Some 15 Corsican youths are on indefinite hunger strike since Wednesday 22th to demand the French government the implementation of several decisions made by the Corsican Assembly in 2013. In particular, the strikers -members of Ghjuventù Indipendentista group- want Paris to grant co-official status for the Corsican language alongside French, the creation of a resident status, and the application of a different fiscal regime on the island.
The strikers are holding their protest in the Corti Castle -the historical capital of the 18th century independent Corsican republic- and have vowed not to leave until "a French minister competent for that question" meets them and accepts their requests, "which are nothing but the overwhelming desire of a majority of islanders, as votes in the sovereign Assembly of Corsica witness."
Ghjuventù Indipendentista members refer to two May and September 2013 votes that took place in the Corsican Assembly. A large majority of the Corsican AMs then demanded France to pass legislative changes in order to grant Corsican co-official status, to approve a resident status protecting Corsicans from the rise in housing prices because of summer houses built on the island, and to create an own tax system for Corsica.
But the French government reacted to those demands by saying that they could not be applied because they are unconstitutional. Then-French Interior Minister Manuel Valls argued co-official status for the Corsican language is "unconceivable." The decisions of the Corsican Assembly have thus never been implented.
Besides, the Gjhuventù Indipendentista strikers are also calling for an amnesty for Corsican political prisoners.
An Assembly with no legislative powers
The Corsican Assembly has no legislative powers. Decisions can be discussed and passed, but they always need a vote by the French National Assembly in order to be enforced. This includes granting Corsican co-official status or creating a resident status for islanders. Both issues are extremely sensitive to French nationalism, as they are perceived as the first step to the break-up of French national sovereignty.
Support from Corsican parties and associations
The hunger strikers are receiving support from the Party of the Corsican Nation (PNC, pro-autonomy) and from Corsica Libera (pro-independence). The PNC says that "it is high time, after decades of struggle [...], that our aspirations are realized." Corsica Libera wants the Corsican Assembly to form a delegation of APs in support of the young strikers.
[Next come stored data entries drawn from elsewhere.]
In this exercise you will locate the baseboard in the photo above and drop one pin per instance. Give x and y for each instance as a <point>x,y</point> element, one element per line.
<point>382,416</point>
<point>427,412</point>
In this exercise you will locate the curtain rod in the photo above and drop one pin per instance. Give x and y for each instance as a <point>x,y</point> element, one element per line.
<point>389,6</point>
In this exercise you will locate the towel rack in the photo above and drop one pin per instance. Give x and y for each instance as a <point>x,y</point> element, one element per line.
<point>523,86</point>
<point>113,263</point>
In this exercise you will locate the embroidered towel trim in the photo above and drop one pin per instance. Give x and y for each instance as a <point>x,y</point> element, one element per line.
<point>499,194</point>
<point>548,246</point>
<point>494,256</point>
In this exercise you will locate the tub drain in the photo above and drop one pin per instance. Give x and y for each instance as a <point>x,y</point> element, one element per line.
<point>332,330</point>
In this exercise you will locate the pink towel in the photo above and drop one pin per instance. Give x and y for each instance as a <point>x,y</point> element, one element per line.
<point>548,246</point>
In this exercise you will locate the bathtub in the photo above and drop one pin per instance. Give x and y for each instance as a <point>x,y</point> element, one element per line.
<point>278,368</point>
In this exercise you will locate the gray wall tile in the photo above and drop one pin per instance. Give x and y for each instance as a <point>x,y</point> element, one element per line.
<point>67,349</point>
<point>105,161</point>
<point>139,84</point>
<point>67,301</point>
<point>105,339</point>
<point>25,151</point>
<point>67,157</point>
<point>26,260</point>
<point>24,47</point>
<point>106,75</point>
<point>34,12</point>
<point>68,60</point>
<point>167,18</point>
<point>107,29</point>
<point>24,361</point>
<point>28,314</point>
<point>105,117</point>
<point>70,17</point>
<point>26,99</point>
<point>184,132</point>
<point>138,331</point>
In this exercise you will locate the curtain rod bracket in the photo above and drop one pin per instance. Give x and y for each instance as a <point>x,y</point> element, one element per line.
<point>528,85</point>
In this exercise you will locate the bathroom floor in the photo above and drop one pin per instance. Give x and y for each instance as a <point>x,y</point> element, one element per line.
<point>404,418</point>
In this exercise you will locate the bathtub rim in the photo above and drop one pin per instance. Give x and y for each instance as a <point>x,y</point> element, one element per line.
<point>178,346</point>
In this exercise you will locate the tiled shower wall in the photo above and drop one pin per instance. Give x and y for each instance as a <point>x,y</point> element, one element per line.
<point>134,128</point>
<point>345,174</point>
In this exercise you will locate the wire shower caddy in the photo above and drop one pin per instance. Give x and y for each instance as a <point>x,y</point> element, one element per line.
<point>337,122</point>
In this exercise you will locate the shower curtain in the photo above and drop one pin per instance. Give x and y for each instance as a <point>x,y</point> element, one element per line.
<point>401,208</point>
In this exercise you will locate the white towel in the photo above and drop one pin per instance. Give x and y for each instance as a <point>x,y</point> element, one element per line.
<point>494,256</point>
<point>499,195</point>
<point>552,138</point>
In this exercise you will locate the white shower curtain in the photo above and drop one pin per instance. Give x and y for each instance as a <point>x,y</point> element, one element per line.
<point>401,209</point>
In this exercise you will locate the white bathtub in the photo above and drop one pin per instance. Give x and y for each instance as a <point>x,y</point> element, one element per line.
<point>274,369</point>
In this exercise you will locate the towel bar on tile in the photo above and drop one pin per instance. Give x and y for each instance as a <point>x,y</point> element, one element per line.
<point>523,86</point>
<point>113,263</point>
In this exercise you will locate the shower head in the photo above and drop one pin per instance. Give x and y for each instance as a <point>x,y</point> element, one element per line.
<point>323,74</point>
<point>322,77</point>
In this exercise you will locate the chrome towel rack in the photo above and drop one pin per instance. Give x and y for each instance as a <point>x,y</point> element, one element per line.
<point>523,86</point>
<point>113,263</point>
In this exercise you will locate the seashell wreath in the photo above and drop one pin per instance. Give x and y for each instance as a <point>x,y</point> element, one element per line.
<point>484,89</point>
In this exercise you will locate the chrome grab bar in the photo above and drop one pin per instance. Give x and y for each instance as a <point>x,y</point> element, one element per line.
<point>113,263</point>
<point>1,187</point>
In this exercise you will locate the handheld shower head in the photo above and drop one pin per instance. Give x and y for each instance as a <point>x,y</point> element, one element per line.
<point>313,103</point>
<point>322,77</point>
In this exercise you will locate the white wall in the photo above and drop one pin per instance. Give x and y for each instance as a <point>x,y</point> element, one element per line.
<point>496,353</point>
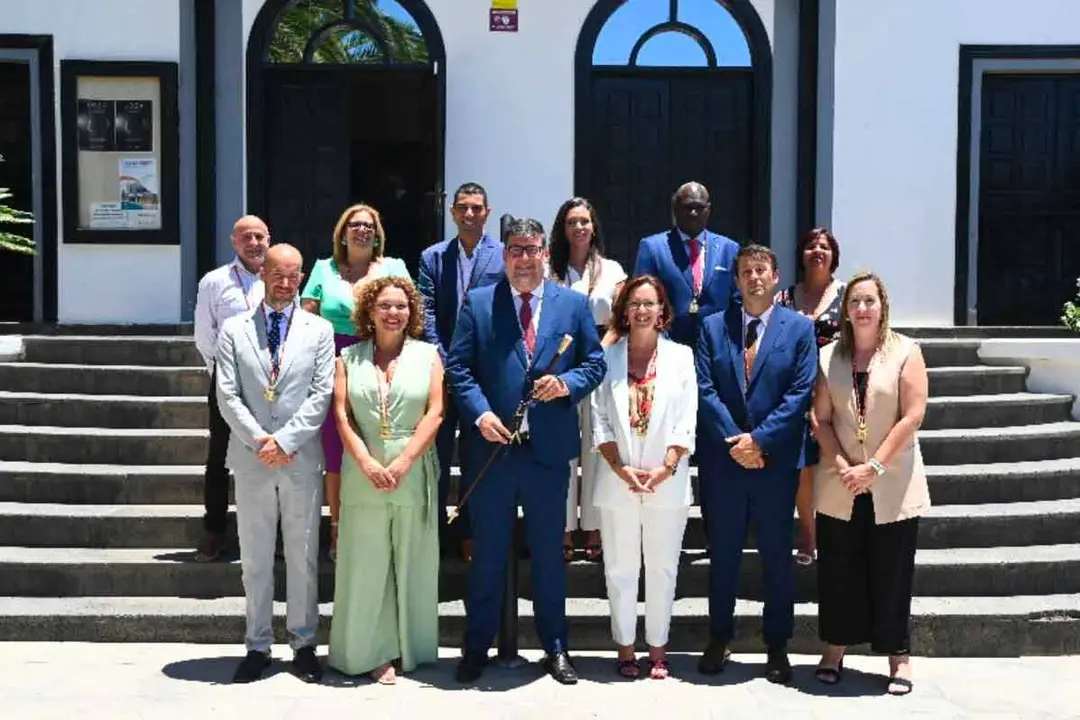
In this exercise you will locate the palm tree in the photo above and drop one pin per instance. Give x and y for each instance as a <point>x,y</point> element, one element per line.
<point>10,241</point>
<point>348,42</point>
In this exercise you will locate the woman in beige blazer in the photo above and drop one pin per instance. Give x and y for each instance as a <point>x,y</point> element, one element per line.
<point>871,485</point>
<point>644,418</point>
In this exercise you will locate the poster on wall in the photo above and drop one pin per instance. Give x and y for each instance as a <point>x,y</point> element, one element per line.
<point>96,121</point>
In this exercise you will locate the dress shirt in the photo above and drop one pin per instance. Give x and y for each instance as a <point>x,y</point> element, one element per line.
<point>223,293</point>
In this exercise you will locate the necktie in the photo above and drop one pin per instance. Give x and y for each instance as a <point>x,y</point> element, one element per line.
<point>273,333</point>
<point>697,263</point>
<point>525,315</point>
<point>751,347</point>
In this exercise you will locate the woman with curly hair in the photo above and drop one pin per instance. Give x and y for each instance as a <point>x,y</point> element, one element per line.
<point>388,405</point>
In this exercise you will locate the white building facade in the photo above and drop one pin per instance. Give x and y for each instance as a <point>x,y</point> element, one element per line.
<point>939,139</point>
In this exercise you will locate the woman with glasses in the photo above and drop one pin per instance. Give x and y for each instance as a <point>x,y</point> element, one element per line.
<point>577,260</point>
<point>644,417</point>
<point>359,256</point>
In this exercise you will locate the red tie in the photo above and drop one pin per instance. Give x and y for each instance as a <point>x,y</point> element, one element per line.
<point>696,265</point>
<point>528,334</point>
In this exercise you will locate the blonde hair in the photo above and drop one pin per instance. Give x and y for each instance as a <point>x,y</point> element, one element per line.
<point>846,344</point>
<point>340,253</point>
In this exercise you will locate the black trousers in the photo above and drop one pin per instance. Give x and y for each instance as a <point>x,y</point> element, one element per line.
<point>216,479</point>
<point>864,580</point>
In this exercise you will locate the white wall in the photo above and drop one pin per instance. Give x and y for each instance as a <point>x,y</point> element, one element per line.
<point>107,283</point>
<point>894,133</point>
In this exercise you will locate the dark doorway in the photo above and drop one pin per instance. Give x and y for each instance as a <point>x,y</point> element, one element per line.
<point>1028,198</point>
<point>16,174</point>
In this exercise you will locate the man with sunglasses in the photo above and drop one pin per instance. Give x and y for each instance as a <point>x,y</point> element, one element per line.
<point>507,348</point>
<point>448,270</point>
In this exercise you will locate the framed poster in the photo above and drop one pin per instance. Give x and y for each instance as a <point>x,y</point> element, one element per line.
<point>120,144</point>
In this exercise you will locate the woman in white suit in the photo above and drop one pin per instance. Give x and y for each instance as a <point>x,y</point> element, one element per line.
<point>644,416</point>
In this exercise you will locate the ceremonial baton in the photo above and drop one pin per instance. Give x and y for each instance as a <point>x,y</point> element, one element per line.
<point>515,425</point>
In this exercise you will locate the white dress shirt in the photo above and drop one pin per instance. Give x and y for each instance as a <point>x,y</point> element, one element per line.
<point>223,293</point>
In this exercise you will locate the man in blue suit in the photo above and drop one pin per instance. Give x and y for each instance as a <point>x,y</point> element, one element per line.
<point>756,368</point>
<point>448,270</point>
<point>505,348</point>
<point>696,266</point>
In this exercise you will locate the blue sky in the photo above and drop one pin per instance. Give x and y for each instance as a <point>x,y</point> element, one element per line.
<point>671,49</point>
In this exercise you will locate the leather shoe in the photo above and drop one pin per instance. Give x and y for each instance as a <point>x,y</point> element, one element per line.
<point>471,666</point>
<point>778,668</point>
<point>211,546</point>
<point>251,668</point>
<point>559,666</point>
<point>306,665</point>
<point>715,659</point>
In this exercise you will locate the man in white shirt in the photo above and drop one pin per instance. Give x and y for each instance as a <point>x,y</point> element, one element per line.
<point>232,288</point>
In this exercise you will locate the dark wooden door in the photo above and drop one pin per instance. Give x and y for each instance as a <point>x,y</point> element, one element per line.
<point>16,174</point>
<point>653,130</point>
<point>1028,198</point>
<point>307,158</point>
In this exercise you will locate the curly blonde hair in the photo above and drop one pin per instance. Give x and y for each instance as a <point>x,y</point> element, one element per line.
<point>367,293</point>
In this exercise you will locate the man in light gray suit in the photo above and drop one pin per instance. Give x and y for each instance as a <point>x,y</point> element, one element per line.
<point>274,379</point>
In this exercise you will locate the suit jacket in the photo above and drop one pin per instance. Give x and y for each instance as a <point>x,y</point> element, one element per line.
<point>440,284</point>
<point>488,369</point>
<point>664,255</point>
<point>671,422</point>
<point>772,406</point>
<point>304,389</point>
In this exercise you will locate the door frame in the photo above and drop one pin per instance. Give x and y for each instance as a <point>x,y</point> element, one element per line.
<point>760,55</point>
<point>258,46</point>
<point>37,51</point>
<point>976,62</point>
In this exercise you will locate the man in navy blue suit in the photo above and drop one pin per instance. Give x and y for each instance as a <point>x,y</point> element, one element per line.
<point>448,270</point>
<point>756,368</point>
<point>502,351</point>
<point>696,266</point>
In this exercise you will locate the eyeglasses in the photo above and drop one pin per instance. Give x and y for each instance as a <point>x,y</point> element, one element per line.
<point>530,252</point>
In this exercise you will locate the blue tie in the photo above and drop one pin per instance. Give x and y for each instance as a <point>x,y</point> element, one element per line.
<point>273,333</point>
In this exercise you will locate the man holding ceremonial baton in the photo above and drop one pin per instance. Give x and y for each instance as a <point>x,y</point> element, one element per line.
<point>505,349</point>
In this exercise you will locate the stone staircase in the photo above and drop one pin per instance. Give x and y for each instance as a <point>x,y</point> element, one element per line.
<point>100,491</point>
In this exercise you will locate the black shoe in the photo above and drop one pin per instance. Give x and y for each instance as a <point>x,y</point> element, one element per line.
<point>251,668</point>
<point>306,665</point>
<point>471,666</point>
<point>715,659</point>
<point>778,668</point>
<point>558,666</point>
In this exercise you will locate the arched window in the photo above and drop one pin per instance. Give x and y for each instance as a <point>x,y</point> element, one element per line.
<point>672,34</point>
<point>346,32</point>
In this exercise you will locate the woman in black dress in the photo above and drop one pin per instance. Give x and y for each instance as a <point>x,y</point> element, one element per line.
<point>818,296</point>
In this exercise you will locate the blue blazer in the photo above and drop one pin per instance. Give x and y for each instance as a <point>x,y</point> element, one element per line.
<point>487,366</point>
<point>664,256</point>
<point>772,406</point>
<point>439,284</point>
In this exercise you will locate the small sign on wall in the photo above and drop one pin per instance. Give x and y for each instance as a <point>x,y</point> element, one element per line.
<point>503,16</point>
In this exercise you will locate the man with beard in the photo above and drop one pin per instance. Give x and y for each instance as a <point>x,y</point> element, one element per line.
<point>693,263</point>
<point>232,288</point>
<point>756,368</point>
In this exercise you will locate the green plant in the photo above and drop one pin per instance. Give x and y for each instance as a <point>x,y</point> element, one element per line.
<point>10,241</point>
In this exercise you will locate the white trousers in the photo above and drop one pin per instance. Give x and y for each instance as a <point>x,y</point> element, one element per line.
<point>580,492</point>
<point>297,499</point>
<point>629,533</point>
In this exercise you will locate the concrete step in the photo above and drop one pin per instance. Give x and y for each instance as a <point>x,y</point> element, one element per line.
<point>75,410</point>
<point>998,410</point>
<point>104,379</point>
<point>167,572</point>
<point>1000,445</point>
<point>51,525</point>
<point>103,446</point>
<point>941,626</point>
<point>116,350</point>
<point>976,380</point>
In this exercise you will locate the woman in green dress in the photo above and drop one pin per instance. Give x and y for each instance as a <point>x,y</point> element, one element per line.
<point>388,402</point>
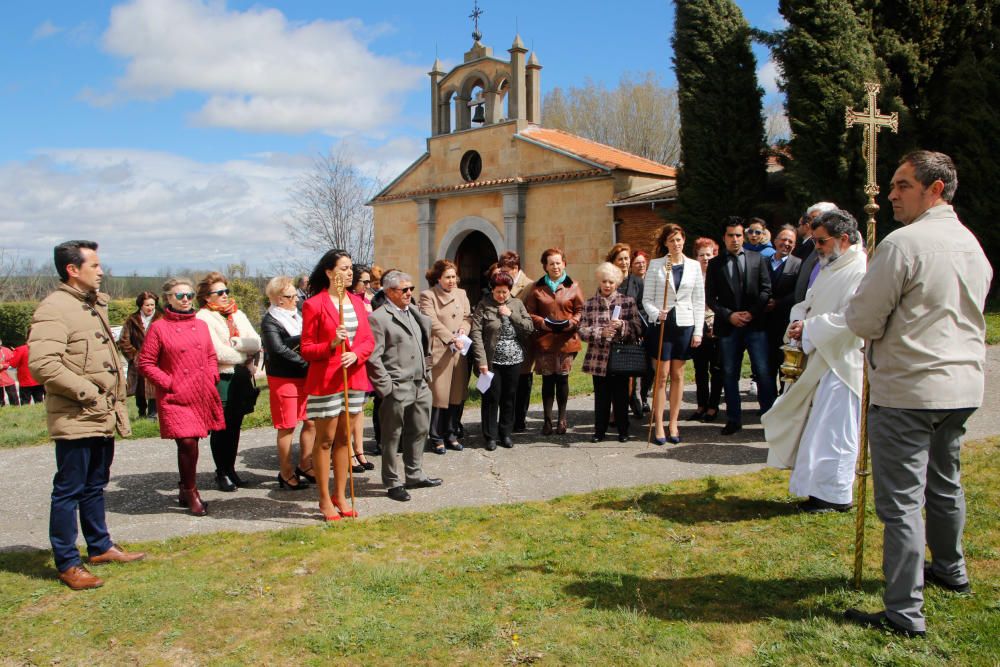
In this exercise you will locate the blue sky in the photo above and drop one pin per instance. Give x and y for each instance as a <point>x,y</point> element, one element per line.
<point>171,130</point>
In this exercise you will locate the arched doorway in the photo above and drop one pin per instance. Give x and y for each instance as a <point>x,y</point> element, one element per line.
<point>474,256</point>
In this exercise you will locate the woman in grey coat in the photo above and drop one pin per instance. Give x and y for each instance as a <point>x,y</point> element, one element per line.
<point>501,329</point>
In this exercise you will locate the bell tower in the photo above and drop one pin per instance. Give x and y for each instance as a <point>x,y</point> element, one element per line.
<point>485,90</point>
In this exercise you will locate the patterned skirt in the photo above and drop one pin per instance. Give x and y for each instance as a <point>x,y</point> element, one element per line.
<point>331,405</point>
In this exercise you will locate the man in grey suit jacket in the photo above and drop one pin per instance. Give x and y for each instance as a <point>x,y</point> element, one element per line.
<point>399,370</point>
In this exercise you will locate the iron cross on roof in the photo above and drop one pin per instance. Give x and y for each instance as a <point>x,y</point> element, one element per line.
<point>872,122</point>
<point>476,13</point>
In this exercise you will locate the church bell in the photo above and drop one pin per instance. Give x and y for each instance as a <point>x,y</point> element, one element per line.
<point>479,115</point>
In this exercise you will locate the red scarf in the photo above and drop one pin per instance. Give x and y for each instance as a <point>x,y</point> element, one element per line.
<point>228,311</point>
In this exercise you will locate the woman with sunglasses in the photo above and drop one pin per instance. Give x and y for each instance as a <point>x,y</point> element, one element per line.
<point>332,341</point>
<point>281,331</point>
<point>178,358</point>
<point>236,346</point>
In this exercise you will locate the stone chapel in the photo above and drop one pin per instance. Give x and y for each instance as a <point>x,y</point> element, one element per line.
<point>493,178</point>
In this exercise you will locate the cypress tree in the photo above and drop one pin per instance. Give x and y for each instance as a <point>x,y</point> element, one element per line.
<point>723,157</point>
<point>825,56</point>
The strikers are also receiving support from Corsican associations, such as the Associu di i Parenti Corsi, which denounces "the State's refusal to launch a process of political solution" as the solely reason for the current situation. Meanwhile, the University of Corsica has posted on its Facebook account a picture of the strikers tagged with the label #sustegnu ("support", in Corsican).
Ghjuventù Indipendentista has launched an international petition in support of their demands, which can be signed online.